For parents at Peralta and Sankofa, the planning began in late January, when 50 people showed up at a meeting at the home of Peralta parent Kira Don. Back in the 1980s, when Don was a student at Peralta, her family had hosted a strike school at their house during a work stoppage, just as other families in the neighborhood had. Teachers from Peralta would hold classes, and the community raised money to help pay for them. “In ’96, when Peralta did a strike school, it was in a church basement,” Don says. “We wanted to make it in a space, not in private homes, so that it felt more open and accessible, especially since we were sharing the space with a second school.” Ahead of this year’s strike, parents from Peralta sent emails to coordinate, drafted leaflets, and passed them around to parents when they dropped their kids off at Sankofa.
Because of their proximity and the vastly different racial makeup of their student bodies, Sankofa and Peralta are often compared to one another; in 2017, as the district considered a controversial plan to merge or close nearly two dozen schools, a school board-commissioned report floated the idea that Sankofa combine with Peralta. That didn’t go forward. But this year, Sankofa families were thrown into uncertainty when, in January, the district proposed merging the school with Kaiser Elementary, a small school in the Oakland hills where just 22 percent of students are black and 34 percent are white. The idea has sparked outcry from some parents at Kaiser who are trying to stop the merger from happening.
When Mills talked to some Sankofa parents, she says there was interest in the possibility of what could come next. “They see that Sankofa doesn’t have the resources that other schools do, just in terms of how much parents raise,” Mills said. “Some sort of merger or closure has been hanging over Sankofa for a long time.”
Mills stopped to see if there were enough people supervising the kids out on the playground. Eventually, she helped get them settled to eat lunches she’d been organizing earlier, which were donated by the Democratic Socialists of America as part of their Bread for Ed campaign: peanut butter and jelly sandwiches, broccoli, carrots, and potato chips. (Mills did her best to keep the chip eating to a minimum.)
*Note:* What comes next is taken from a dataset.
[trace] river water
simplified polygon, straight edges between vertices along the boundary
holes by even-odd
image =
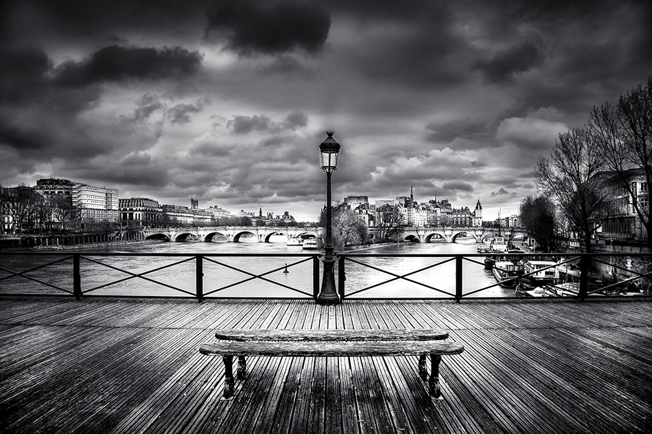
[[[311,296],[313,293],[312,260],[306,261],[305,258],[298,256],[273,255],[313,252],[302,250],[301,247],[286,245],[286,239],[283,236],[272,237],[271,241],[270,243],[257,243],[253,239],[243,239],[240,243],[143,241],[58,254],[64,254],[63,256],[50,254],[31,256],[3,254],[0,256],[0,268],[14,272],[25,272],[79,252],[82,254],[80,276],[82,290],[84,293],[190,296],[196,294],[197,291],[196,260],[191,256],[101,256],[101,254],[221,254],[224,256],[205,256],[202,262],[202,285],[205,297]],[[475,254],[477,247],[478,244],[475,243],[466,242],[405,243],[386,244],[349,253],[388,255],[468,254]],[[259,256],[241,256],[242,254]],[[448,261],[450,258],[451,256],[351,258],[353,261],[377,269],[347,260],[345,263],[345,293],[348,297],[349,294],[373,286],[371,289],[351,295],[351,298],[451,298],[455,293],[455,263]],[[471,261],[465,261],[463,266],[463,293],[469,294],[478,289],[495,285],[496,280],[491,271],[485,269],[481,257],[468,259]],[[447,261],[448,262],[445,262]],[[429,268],[443,262],[445,263]],[[170,265],[172,265],[161,268]],[[319,260],[319,265],[321,267],[321,259]],[[406,276],[412,282],[404,278],[396,278],[397,275],[405,276],[418,270],[423,271]],[[338,272],[337,266],[336,272]],[[321,273],[320,268],[320,285]],[[135,278],[132,277],[135,274],[140,275],[142,278]],[[0,279],[10,275],[9,272],[0,270]],[[38,281],[23,276],[1,280],[0,292],[62,294],[65,293],[62,289],[72,291],[72,260],[70,258],[26,272],[24,275]],[[261,276],[262,278],[257,278],[255,277],[256,276]],[[513,289],[493,286],[471,296],[505,297],[513,295]]]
With no end in sight for the strike, Mills told me that the next challenge would be to find another site to offer full-day care for students once the strike school hours end in the afternoon. That way, volunteers can walk students from Bushrod to the next site to give parents more time for daycare. It wasn’t going to be an easy problem to solve.
“The idea is that we stand in solidarity with our teachers. They’re fighting not just for higher wages but for better conditions for our kids. It’s all our struggle, too,” Lee, the East Oakland parent organizer, told me ahead of the strike. “As parents, we have a duty to get involved in that. We can’t just leave it to the teachers to carry this weight and be the only ones fighting to keep public education alive.”